L’utilisation de bâtiments en attente de réaffectation par les collectifs culturels.

Un grand nombre de bâtiments sont vides à Bruxelles et en Région Wallone.

Ces bâtiments attendent une affectation, une rénovation, une démolition parfois durant plusieurs années.

Dans certains cas, ils deviennent des chancres qui créent des zones d’insécurité qui rayonne sur le quartier.

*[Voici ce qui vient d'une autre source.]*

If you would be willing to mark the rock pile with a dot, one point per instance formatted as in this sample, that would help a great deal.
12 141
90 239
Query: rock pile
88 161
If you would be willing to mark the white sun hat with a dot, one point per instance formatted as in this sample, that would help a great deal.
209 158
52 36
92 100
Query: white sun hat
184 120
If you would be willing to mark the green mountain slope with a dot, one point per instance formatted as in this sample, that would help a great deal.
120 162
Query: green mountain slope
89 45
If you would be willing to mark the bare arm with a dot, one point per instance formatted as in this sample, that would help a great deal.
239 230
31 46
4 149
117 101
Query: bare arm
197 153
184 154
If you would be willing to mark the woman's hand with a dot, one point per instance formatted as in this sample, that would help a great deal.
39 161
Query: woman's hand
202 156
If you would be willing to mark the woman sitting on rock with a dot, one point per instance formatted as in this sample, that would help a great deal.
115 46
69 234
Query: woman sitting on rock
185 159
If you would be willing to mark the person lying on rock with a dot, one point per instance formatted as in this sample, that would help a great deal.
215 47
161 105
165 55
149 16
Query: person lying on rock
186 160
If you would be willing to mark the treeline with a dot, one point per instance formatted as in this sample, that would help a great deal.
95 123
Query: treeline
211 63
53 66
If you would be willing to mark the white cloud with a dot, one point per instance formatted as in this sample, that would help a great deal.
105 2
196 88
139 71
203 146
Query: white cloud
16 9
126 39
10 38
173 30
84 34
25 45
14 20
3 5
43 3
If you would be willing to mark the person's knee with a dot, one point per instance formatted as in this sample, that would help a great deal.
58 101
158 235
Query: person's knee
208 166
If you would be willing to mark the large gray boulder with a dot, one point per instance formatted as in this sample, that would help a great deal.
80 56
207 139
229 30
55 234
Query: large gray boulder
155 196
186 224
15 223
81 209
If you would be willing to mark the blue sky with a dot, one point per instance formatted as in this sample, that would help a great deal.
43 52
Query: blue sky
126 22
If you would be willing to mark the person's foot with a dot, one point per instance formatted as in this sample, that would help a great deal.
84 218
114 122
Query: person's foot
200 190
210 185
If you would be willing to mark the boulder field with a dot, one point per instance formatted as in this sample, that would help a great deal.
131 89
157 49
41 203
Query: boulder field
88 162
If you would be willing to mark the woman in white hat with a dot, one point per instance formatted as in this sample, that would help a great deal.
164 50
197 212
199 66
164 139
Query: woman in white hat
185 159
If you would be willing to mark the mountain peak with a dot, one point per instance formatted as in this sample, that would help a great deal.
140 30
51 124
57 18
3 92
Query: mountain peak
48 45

Le choix de faire ce débat à Bouillon Kube repose sur l’expérience que Jean-Philippe Renaud et Aurélien Merceron mènent depuis plusieurs années.

Les premiers pas se sont fait par l’occupation de bâtiments sans permission et l’évolution du projet les a amené à pouvoir négocier ces occupations dans le cadre de conventions d’occupation précaire.

La vocation du projet est de permettre à des artistes et à des créateurs de disposer de lieux de travail et de répétition pour la création et la production de leurs spectacles.

La contrepartie étant une participation aux activités du collectif sous forme de représentations, expositions, performances.

La réussite de ce projet repose sur plusieurs éléments qui lui ont donné du sens.

  • ·      L’implication des membres dans le projet,
  • ·      Un travail de fond sur le quartier et avec les associations cultuelles et artistiques de St Gilles.
  • ·      Des interventions dans l’espace public en partenariat avec la commune.
  • ·      La constitution d’un réseau de partenaires et de collaboration qui s’est construit avec le développement de l’activité.

Les propriétaires de ces bâtiments sont des entreprises privées, les villes et communes, les Provinces, la Régie des Bâtiments, les CPAS, les universités, La Fédération Wallonie Bruxelles et bien d’autres.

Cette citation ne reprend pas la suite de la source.